O homem estava já morto quando os bombeiros chegaram, pouco depois da meia-noite. Mas não era o único. Na casa ao lado, que ficou completamente soterrada, moravam dois irmãos com cerca de 30 anos, que não conseguiram escapar. Segundo o autarca, os dois irmãos viviam sozinhos e eram portadores de deficiência, o que terá dificultado a fuga.

Os dois homens tinham passado o dia no centro de apoio da Santa Casa da Misericórdia da Povoação, como habitualmente, e regressaram a casa ao final da tarde. Foram apanhados pela derrocada e as equipas de socorro apenas conseguiram recuperar os corpos ao início da manhã desta quinta-feira.

Os vizinhos que se salvaram descrevem um cenário assustador. “Foi como um sopro, em segundos estava tudo destruído”, conta João Silva, de 47 anos. Faltava pouco para a meia-noite quando o homem ouviu um vento estranhamente forte. Conseguiu fugir, com a mulher, Noémia, a filha e a neta de quase dois anos, saindo por uma janela. A família está agora abrigada na Casa do Povo de Faial da Terra, tal como cerca de dez famílias da zona, cujas casas ficaram danificadas.

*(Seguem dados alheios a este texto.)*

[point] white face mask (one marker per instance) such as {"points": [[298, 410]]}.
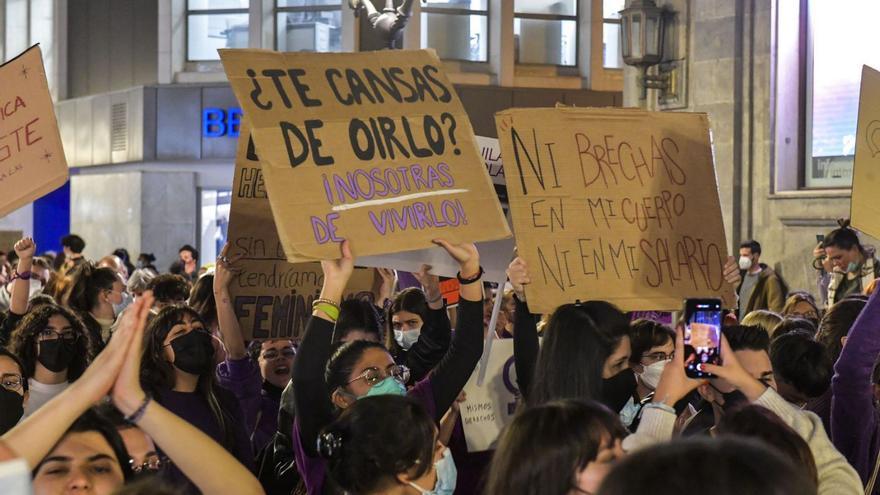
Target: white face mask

A casa onde viviam, arrendada ao governo regional, ficava mesmo na base de uma enorme encosta cheia de árvores que, durante a noite, deslizou, lançando lama, pedras e árvores em cima de três habitações.

Um "filme de terror"
Roberto Santos, 38 anos, vive um pouco mais abaixo, no centro da freguesia, a 300 metros do local do deslizamento, onde chegou “à meia-noite e cinco”, depois de ter ouvido perfeitamente o “trambolhão”.

Os dois irmãos que morreram eram seus primos, um deles “não tinha uma perna”. Olha para as casas destruídas e lembra-se de “um filme de terror”, mas já sabe que, quando há uma derrocada assim, depois de dias a fio de muita chuva, “arranca tudo, não há perdão”.

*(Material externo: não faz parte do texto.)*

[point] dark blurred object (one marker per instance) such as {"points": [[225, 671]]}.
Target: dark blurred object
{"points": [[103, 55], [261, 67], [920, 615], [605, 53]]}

As casas destruídas, apesar de terem “cem anos”, segundo o presidente da Câmara da Povoação, estavam recuperadas. A causa do deslizamento, disse à Lusa, foi a “enorme quantidade de chuva” que caiu nos Açores nos últimos dias. Por outro lado, “a zona é propícia a isso”, por ser “muito montanhosa” e a infiltração da chuva originar estes “movimentos de vertente”.

Mas há quem diga que nem sempre foi assim. Álvaro Tavares, padrinho de um dos irmãos que morreram, chegou ao local com o nascer do dia e lembra que na freguesia do Faial da Terra já viveram 2000 pessoas, estando hoje a população reduzida a 200.

Nesses tempos, antes da emigração maciça, todas aquelas encostas estavam cultivadas com vinha, diz, e os terrenos eram menos movediços. Depois, com o abandono dos campos, o mato e as árvores tomaram conta de toda a zona.

Enquanto os homens observam os trabalhos dos bombeiros, as mulheres preferem o abrigo da Casa do Povo. Entre conversas, lágrimas e também já alguns sorrisos, vão ouvindo Noémia contar que esta é a segunda derrocada que lhe atinge uma casa e sempre sobreviveu. Acredita que acontecerá o mesmo quando vier a terceira.